Par Deborah Strebel
Te haré invencible con mi derrota / d’Angélica Liddell / par Angélica Liddell, compagnie Atra Bilis Teatro / Théâtre Saint-Gervais / du 19 au 23 janvier 2016 / plus d’infos
Angélica Liddell interprète pour la première fois en Suisse son spectacle Te haré invencible con mi derrota, créé en 2009. Une époustouflante et très intense tentative de dialogue avec l’au-delà.
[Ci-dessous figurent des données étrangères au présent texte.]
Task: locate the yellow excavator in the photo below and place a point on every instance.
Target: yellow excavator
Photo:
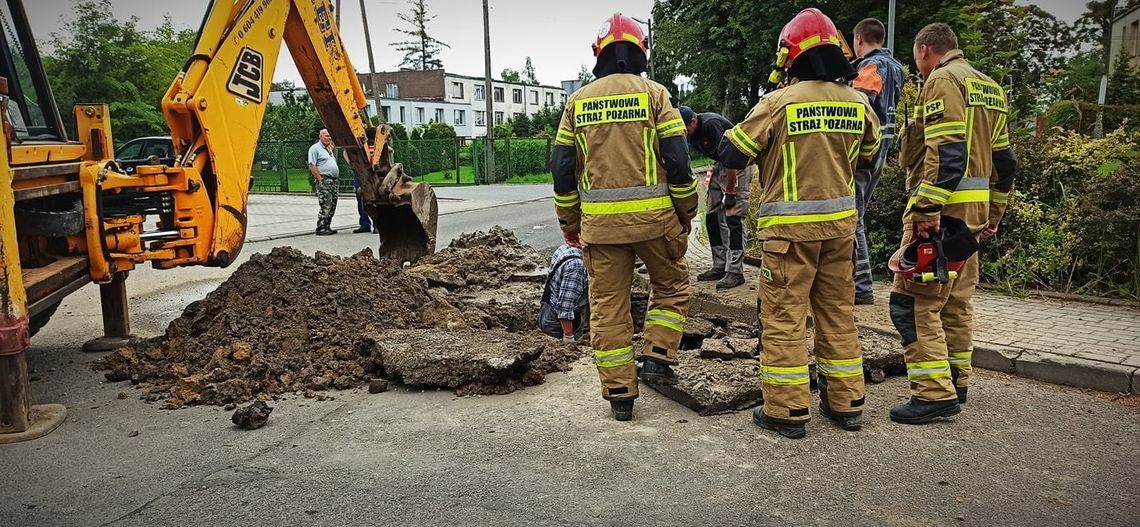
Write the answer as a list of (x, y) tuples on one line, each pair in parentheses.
[(70, 216)]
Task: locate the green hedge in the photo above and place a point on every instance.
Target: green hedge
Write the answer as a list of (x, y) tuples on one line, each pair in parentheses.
[(1073, 224)]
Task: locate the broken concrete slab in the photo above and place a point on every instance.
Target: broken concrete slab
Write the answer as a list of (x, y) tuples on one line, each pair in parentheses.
[(715, 387), (999, 358), (1075, 372), (467, 361)]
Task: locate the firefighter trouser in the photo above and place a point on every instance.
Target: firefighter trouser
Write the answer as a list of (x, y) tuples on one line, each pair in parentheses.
[(611, 327), (797, 276), (725, 228), (936, 323), (865, 180)]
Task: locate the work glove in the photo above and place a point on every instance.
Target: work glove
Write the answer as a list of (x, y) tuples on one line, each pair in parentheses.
[(730, 202)]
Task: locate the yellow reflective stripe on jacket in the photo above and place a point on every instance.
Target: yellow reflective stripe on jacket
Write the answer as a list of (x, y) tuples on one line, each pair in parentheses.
[(666, 318), (805, 211), (670, 127), (627, 207), (743, 143), (950, 128), (615, 357), (928, 370), (969, 142), (567, 200), (960, 358), (585, 160), (681, 192), (789, 375), (839, 367), (788, 151), (564, 137), (649, 139), (934, 193)]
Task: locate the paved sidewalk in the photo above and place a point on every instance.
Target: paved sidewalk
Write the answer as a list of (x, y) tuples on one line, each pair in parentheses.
[(278, 216), (1060, 341)]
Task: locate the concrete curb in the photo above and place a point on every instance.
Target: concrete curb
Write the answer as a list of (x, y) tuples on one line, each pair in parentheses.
[(1039, 365), (306, 233)]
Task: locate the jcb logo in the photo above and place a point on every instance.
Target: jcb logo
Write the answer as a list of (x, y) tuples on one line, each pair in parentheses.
[(245, 81)]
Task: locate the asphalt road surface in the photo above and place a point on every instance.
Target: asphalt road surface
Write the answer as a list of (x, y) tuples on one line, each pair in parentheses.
[(1022, 453)]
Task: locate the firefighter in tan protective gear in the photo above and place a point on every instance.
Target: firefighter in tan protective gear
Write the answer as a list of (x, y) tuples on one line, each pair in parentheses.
[(624, 189), (806, 139), (960, 165)]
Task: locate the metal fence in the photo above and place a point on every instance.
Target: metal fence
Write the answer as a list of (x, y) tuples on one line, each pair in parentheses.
[(283, 165)]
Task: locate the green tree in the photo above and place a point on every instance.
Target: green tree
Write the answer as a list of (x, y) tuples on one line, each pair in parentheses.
[(528, 74), (421, 50), (97, 58), (511, 75)]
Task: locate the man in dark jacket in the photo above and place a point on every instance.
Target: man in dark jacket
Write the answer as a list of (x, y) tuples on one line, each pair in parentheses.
[(726, 205), (880, 78)]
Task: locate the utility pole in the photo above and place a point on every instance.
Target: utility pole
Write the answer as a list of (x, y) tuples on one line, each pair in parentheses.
[(372, 64), (890, 26), (650, 38), (489, 119)]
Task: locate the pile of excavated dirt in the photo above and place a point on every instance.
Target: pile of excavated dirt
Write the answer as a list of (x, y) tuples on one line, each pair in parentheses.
[(287, 323)]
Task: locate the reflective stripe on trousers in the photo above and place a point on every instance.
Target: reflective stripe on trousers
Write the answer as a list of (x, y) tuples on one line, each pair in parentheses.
[(613, 357), (928, 370), (784, 374), (839, 367)]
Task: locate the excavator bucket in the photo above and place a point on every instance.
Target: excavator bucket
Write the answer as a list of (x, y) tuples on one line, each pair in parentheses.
[(408, 218)]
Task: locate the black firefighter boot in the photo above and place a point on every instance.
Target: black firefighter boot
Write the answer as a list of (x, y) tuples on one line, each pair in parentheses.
[(656, 373), (920, 412), (789, 429), (849, 421), (960, 389), (623, 408), (710, 275)]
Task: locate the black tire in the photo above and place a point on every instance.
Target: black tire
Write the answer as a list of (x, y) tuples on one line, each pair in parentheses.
[(49, 217), (37, 322)]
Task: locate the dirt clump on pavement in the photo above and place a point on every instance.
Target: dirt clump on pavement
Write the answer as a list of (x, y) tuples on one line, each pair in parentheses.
[(252, 416), (287, 323)]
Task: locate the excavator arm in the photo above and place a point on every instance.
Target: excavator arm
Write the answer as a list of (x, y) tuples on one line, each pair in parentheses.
[(214, 108)]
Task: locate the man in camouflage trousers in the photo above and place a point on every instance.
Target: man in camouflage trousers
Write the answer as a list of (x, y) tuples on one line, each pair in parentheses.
[(326, 184)]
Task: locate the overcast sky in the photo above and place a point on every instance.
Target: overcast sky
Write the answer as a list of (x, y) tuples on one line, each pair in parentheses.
[(555, 34)]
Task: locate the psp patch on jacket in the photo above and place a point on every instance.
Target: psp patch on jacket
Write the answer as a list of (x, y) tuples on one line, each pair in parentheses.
[(934, 111)]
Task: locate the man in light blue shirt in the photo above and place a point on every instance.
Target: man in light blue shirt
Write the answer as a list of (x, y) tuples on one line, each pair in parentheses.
[(326, 184)]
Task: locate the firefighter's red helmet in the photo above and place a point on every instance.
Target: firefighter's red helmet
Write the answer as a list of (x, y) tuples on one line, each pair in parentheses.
[(938, 258), (620, 29), (809, 29)]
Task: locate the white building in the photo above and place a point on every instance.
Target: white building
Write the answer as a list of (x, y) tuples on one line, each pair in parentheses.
[(412, 114), (436, 87)]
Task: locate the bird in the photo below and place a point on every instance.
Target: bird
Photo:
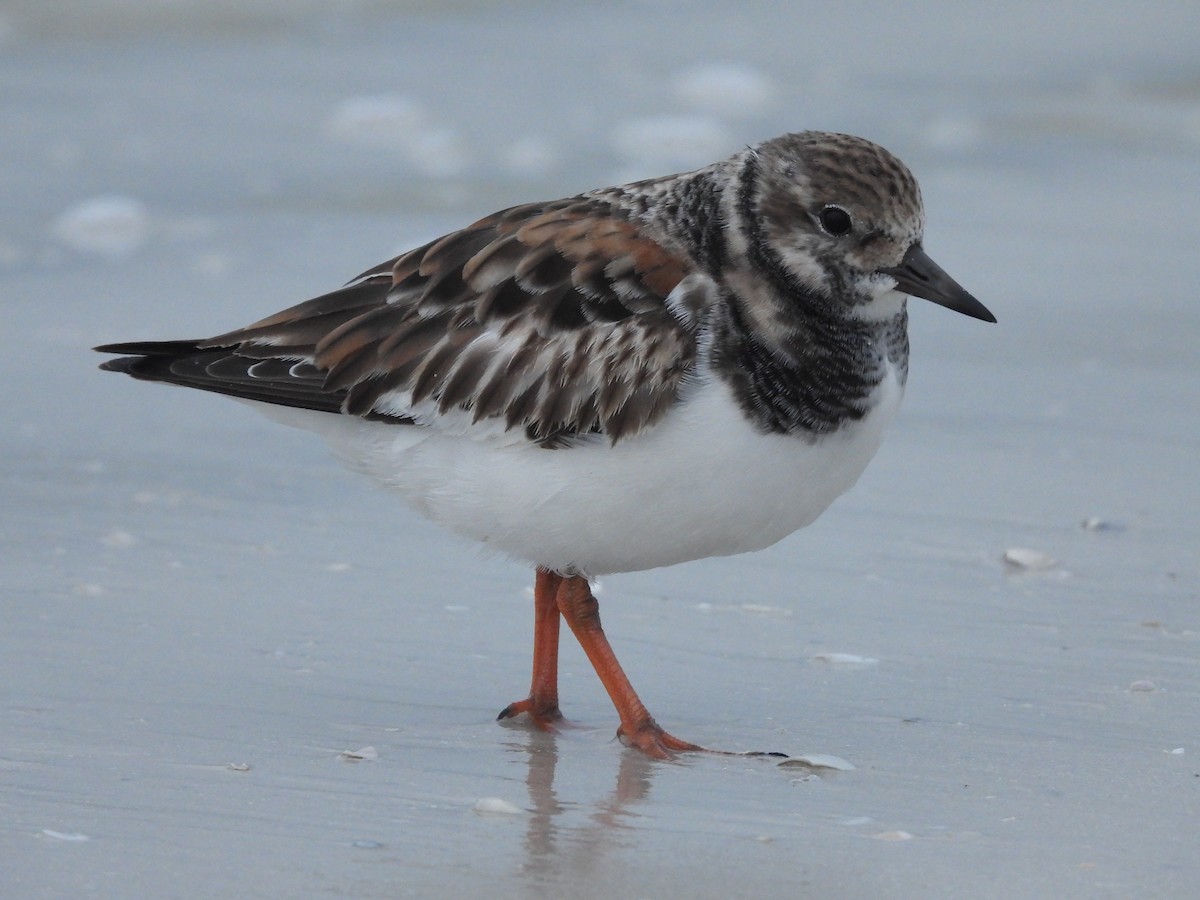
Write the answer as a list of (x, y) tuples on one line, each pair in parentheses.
[(633, 377)]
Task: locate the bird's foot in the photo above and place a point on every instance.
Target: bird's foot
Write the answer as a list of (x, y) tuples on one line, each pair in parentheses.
[(544, 715), (653, 741)]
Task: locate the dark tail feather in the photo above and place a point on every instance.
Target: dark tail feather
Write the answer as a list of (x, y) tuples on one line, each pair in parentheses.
[(192, 364), (147, 352)]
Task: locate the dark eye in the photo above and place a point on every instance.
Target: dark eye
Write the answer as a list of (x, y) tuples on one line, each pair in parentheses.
[(835, 221)]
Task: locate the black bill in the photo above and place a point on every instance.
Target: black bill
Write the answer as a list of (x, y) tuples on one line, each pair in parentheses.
[(921, 276)]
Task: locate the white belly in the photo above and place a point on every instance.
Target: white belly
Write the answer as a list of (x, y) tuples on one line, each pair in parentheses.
[(702, 483)]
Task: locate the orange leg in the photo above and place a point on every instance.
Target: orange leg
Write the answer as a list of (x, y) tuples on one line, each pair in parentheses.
[(541, 705), (637, 727)]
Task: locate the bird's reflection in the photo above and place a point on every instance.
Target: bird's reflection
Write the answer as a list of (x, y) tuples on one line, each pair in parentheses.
[(552, 845)]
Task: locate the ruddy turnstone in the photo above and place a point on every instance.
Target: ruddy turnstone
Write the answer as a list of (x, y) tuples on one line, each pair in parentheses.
[(637, 376)]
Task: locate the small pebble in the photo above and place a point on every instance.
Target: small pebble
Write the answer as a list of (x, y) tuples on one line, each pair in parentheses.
[(119, 539), (1031, 561), (66, 835), (847, 660), (725, 89), (817, 761), (496, 807), (107, 226)]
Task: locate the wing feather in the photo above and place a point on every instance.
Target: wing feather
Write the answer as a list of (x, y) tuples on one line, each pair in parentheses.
[(556, 318)]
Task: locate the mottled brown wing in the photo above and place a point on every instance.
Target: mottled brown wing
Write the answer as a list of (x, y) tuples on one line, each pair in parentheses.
[(549, 317)]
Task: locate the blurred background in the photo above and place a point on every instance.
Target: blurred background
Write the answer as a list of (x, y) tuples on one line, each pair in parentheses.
[(186, 587)]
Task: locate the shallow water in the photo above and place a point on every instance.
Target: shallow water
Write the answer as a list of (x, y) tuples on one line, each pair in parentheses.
[(203, 613)]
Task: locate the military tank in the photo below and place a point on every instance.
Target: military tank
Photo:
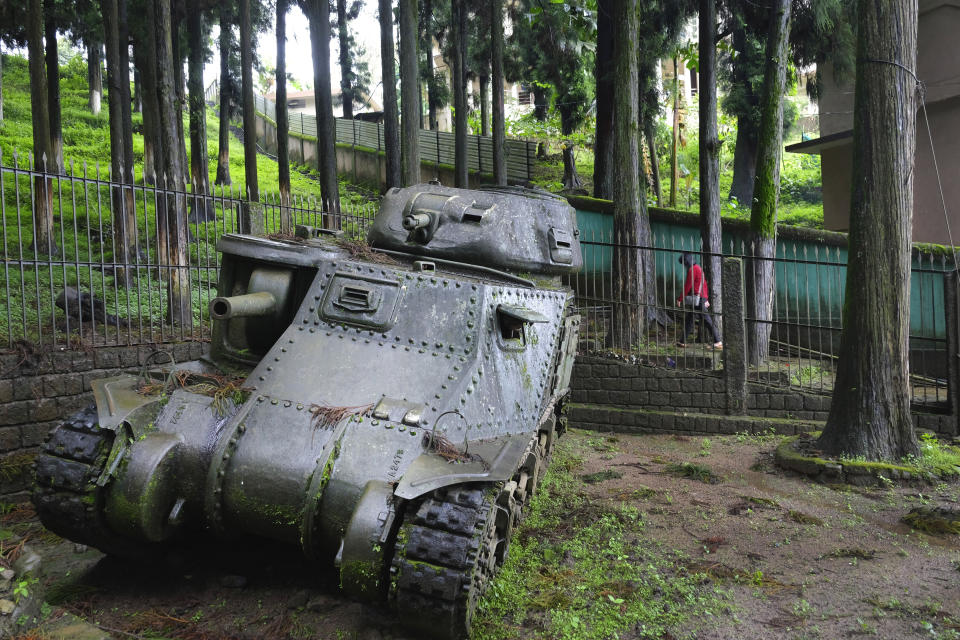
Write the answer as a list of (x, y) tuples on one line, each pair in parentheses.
[(388, 407)]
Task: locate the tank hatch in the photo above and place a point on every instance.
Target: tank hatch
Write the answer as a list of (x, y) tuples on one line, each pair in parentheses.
[(510, 228)]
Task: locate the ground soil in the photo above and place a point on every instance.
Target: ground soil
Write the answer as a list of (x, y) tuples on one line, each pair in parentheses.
[(796, 559)]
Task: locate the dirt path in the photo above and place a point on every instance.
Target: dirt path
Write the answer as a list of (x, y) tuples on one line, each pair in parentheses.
[(768, 555)]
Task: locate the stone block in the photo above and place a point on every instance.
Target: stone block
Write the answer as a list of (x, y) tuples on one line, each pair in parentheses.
[(44, 409), (669, 384), (660, 399), (15, 412), (35, 433), (9, 438)]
Frissons et envoûtement garantis.
En 2009, Angélica Liddell, alors âgée de 42 ans, s’intéresse au destin tragique de la violoncelliste Jacqueline Du Pré, décédée en 1987 – à l’âge de 42 ans. La musicienne britannique était atteinte d’une sévère sclérose en plaques. Selon la légende, la maladie n’avait pas seulement rongé son corps, mais aussi son esprit, poussant l’artiste prodige à s’éteindre bien avant la jeune femme. Dans sa note d’intention, la dramaturge catalane explique qu’elle a ressenti la nécessité de se mettre en contact avec Jacqueline afin qu’elle lui explique l’épouvantable conflit qui avait pris possession de son corps, entre chair et esprit. En résulte un époustouflant spectacle d’une heure et demie.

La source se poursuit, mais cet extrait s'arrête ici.